Fortinet warns ransomware victims rise 389% amid AI

Fortinet has published its 2026 Global Threat Landscape Report, which found ransomware victims rose 389 per cent year on year.

Based on telemetry from FortiGuard Labs, the report points to a cybercrime market using artificial intelligence tools to sharpen reconnaissance, credential theft and exploitation, while reducing the time between a vulnerability becoming public and attackers attempting to use it.

Confirmed ransomware victims reached 7,831 globally, up from about 1,600 identified in the previous annual report. Manufacturing was the most targeted sector with 1,284 victims, followed by business services with 824 and retail with 682.

The United States accounted for 3,381 confirmed ransomware victims, followed by Canada with 374 and Germany with 291.

Attack speed

One of the sharpest shifts in the data is the shrinking time to exploit critical vulnerabilities. That window now stands at 24 to 48 hours, compared with 4.76 days in earlier reporting.

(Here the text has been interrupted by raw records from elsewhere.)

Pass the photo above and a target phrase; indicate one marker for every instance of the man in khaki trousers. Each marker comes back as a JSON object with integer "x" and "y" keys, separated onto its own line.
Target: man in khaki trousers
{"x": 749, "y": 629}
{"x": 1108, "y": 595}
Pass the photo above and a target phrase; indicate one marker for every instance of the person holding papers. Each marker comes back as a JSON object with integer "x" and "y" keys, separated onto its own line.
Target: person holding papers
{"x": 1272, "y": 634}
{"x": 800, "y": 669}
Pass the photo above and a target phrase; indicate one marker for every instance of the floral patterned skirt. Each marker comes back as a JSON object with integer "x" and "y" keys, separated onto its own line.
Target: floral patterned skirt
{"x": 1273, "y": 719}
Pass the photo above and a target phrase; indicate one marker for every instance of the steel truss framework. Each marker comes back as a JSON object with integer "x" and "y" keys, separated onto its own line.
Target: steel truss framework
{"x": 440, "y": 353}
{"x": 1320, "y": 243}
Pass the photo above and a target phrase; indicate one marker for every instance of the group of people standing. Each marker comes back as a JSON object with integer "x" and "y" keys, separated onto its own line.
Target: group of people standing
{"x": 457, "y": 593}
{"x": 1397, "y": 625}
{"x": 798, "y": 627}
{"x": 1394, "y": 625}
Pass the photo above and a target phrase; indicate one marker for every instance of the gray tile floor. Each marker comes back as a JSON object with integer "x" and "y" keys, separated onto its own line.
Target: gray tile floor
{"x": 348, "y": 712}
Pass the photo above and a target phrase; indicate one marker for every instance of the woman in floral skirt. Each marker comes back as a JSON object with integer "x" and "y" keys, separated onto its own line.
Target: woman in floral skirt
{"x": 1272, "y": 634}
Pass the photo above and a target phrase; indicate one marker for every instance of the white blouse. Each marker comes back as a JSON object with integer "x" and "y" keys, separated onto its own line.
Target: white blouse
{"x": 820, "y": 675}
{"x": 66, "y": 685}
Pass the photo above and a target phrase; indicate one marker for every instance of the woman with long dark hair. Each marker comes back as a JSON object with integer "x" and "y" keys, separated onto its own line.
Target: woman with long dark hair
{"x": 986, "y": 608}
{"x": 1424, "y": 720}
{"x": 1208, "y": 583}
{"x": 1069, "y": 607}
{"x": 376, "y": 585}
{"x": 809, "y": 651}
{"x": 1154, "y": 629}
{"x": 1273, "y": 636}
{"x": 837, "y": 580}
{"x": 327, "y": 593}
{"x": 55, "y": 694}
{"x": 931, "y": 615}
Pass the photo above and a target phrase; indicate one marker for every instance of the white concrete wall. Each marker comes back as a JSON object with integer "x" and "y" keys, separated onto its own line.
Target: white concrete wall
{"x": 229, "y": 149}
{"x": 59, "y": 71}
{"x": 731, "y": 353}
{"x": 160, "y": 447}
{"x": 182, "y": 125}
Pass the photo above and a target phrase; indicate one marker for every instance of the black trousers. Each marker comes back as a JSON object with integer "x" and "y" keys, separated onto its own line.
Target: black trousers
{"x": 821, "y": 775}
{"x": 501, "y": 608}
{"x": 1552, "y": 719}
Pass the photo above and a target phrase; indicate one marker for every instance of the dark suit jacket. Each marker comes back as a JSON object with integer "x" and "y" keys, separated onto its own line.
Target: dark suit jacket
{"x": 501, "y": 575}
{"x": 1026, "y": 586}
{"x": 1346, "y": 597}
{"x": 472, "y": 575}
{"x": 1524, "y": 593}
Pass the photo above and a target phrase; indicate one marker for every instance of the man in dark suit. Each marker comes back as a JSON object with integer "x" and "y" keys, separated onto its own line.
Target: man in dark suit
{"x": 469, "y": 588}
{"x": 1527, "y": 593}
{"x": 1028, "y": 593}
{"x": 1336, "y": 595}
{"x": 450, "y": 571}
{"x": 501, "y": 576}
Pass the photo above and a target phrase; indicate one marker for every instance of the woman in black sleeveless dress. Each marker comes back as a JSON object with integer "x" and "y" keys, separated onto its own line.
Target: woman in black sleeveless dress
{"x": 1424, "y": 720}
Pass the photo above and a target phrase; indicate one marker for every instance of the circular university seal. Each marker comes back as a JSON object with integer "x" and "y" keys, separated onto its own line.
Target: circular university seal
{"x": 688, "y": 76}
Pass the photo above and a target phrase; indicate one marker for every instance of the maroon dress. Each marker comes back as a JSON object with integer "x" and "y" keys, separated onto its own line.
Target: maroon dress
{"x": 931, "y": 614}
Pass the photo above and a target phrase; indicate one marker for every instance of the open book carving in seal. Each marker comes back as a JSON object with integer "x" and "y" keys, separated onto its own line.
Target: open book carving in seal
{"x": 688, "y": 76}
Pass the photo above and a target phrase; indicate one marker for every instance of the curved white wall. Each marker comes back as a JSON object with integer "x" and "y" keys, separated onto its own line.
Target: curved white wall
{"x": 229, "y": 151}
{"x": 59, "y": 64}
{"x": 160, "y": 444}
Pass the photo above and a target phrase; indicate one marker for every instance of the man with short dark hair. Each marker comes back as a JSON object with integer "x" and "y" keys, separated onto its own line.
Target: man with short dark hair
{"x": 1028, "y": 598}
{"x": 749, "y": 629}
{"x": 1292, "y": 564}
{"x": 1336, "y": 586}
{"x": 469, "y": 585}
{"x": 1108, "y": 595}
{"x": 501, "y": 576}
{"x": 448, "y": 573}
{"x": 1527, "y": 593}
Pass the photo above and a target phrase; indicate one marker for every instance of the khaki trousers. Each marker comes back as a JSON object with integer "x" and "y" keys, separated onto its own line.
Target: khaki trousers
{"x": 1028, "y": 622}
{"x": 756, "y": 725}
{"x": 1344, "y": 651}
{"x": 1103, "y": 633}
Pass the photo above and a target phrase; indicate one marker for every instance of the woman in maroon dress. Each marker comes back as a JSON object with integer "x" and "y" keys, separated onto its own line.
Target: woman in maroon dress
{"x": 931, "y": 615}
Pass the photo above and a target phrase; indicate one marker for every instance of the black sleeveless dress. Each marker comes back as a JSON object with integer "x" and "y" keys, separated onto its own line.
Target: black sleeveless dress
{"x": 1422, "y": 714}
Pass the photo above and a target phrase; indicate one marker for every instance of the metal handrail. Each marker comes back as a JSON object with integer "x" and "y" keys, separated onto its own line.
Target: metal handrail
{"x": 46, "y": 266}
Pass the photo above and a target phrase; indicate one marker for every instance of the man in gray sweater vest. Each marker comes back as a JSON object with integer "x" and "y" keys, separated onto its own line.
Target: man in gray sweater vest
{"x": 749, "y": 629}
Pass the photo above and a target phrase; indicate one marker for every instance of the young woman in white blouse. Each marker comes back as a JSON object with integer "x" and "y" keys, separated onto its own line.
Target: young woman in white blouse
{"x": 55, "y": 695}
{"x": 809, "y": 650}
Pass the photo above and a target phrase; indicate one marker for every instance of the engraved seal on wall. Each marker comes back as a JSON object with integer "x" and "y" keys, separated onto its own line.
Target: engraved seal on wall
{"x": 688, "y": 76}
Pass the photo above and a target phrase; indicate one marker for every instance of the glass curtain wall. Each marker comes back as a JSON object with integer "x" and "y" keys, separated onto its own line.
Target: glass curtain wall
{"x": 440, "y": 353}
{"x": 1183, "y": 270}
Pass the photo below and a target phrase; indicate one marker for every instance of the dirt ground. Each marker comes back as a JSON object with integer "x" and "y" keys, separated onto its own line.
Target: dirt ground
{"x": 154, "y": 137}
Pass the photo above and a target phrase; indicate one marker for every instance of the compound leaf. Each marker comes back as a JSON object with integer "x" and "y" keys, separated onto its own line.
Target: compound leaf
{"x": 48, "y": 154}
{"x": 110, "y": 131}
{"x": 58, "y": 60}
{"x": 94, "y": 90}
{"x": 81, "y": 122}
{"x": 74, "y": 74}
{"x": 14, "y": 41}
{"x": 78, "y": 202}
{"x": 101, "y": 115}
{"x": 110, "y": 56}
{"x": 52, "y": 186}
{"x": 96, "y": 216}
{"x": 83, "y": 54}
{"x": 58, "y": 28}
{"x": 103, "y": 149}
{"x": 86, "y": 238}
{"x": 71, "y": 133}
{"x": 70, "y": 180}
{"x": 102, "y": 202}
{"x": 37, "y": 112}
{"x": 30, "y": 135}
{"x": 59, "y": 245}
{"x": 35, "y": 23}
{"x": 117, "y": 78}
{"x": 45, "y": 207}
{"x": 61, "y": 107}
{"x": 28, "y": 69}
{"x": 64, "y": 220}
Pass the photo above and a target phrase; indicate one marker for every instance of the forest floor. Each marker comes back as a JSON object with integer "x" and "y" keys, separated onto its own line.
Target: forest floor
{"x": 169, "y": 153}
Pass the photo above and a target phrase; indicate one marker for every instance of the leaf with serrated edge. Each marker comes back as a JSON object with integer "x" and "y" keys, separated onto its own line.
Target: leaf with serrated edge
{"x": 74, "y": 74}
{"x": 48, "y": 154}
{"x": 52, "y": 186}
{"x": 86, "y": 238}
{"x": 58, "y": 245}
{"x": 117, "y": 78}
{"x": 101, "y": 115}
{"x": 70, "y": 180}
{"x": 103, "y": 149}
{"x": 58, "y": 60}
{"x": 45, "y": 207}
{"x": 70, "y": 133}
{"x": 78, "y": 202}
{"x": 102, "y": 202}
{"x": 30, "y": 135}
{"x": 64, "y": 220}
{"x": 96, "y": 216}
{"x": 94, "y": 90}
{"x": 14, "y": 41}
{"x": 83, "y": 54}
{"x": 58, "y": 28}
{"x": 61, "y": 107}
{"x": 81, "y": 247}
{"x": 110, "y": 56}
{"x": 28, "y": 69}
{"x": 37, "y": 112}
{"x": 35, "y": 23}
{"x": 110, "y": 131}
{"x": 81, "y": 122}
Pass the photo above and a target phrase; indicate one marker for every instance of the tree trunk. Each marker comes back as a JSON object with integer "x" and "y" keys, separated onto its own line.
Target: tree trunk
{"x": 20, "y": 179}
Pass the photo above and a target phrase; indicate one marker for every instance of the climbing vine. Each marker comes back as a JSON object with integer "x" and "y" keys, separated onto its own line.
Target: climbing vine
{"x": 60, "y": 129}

Active exploitation attempts were observed within hours of public disclosure of the React2Shell vulnerability, underlining how quickly attackers can move once technical details enter the public domain.

Derek Manky, chief security strategist and global VP of threat intelligence at Fortinet FortiGuard Labs, said: "Cybercrime is one of the world's most pervasive and costly threats, and Fortinet's latest Global Threat Landscape Report reveals how malicious actors are beginning to leverage agentic AI to execute more sophisticated attacks. As cybercriminals increasingly use AI to bolster their tactics, cyber defenders must evolve cybersecurity operations into an industrialised defence and adopt AI-enabled tools that respond at the same velocity as modern threats."

The report argues that cybercrime now operates less like a series of isolated incidents and more like a connected economy. It describes threat groups as relying on specialist providers, including access brokers, botnet operators and developers of offensive tools sold as services.

The tools cited include WormGPT, FraudGPT, HexStrike AI and BruteForceAI. These offerings lower the technical threshold for attackers while increasing the speed of their workflows.

Identity focus

Identity-related weaknesses remained central to cloud attacks through 2025. Most confirmed cloud incidents stemmed from stolen, exposed or misused credentials rather than direct exploitation of infrastructure.

Hospitals, physician clinics and retail establishments were identified as the top targets in this area. The report links that exposure to large identity populations, federated access models and complex cloud integrations.

Cornelius Mare, chief information security officer, Australia, at Fortinet, said: "Organisations across Australia and New Zealand are facing a step change in how cyber threats operate. Threat activity has shifted from isolated attacks to highly coordinated operations, where adversaries use automation and AI to move faster and scale their impact."

Mare added: "Identity has become a primary attack vector, particularly across cloud environments. For local organisations, this highlights the need to focus on fundamentals such as visibility, identity security, and rapid response, alongside adopting AI-enabled defence strategies that operate at the same speed as the threats. The challenge is no longer just stopping individual attacks but disrupting the broader cybercrime ecosystem. This requires a more integrated approach to cybersecurity, where threat intelligence, automation, and collaboration work together to help organisations reduce risk and respond more effectively."

Credential theft

Fortinet's data suggests attackers are becoming more selective rather than simply noisier. Brute force attempts fell 22 per cent year on year, but still totalled about 67.65 billion globally, or roughly 185 million attempts a day.

At the same time, global exploitation attempts rose 25.49 per cent year on year. Together, these trends point to a shift towards better-targeted attacks and broader use of stolen data sets that can shorten the path from intrusion to compromise.

Stealer logs accounted for 67.12 per cent of advertised and shared data sets in dark web database activity, ahead of combolists at 16.47 per cent and leaked credentials at 5.96 per cent. These logs can include browser-resident data and other context that makes stolen identities easier to use immediately.

Credential-stealing malware remained a major source of exposure. RedLine led observed infections with 911,968 cases, or 50.80 per cent of the total, followed by Lumma with 499,784 and Vidar with 236,778.

Disruption efforts

Beyond threat tracking, Fortinet pointed to its participation in broader cybercrime disruption efforts. A collaborative initiative led by INTERPOL and supported through the World Economic Forum Cybercrime Atlas contributed to Operation Red Card 2.0, which targeted infrastructure and operators behind online scams, mobile money fraud and fraudulent loan applications in Africa.

Fortinet also launched a Cybercrime Bounty programme with Crime Stoppers International to provide an anonymous reporting channel for citizens and ethical hackers with information on cyber threats.

The report's central message is that defenders are dealing with faster, more connected and increasingly automated adversaries. The challenge is no longer only detecting single attacks, but responding to an ecosystem in which stolen credentials, rented tools and AI-assisted workflows are combined at scale.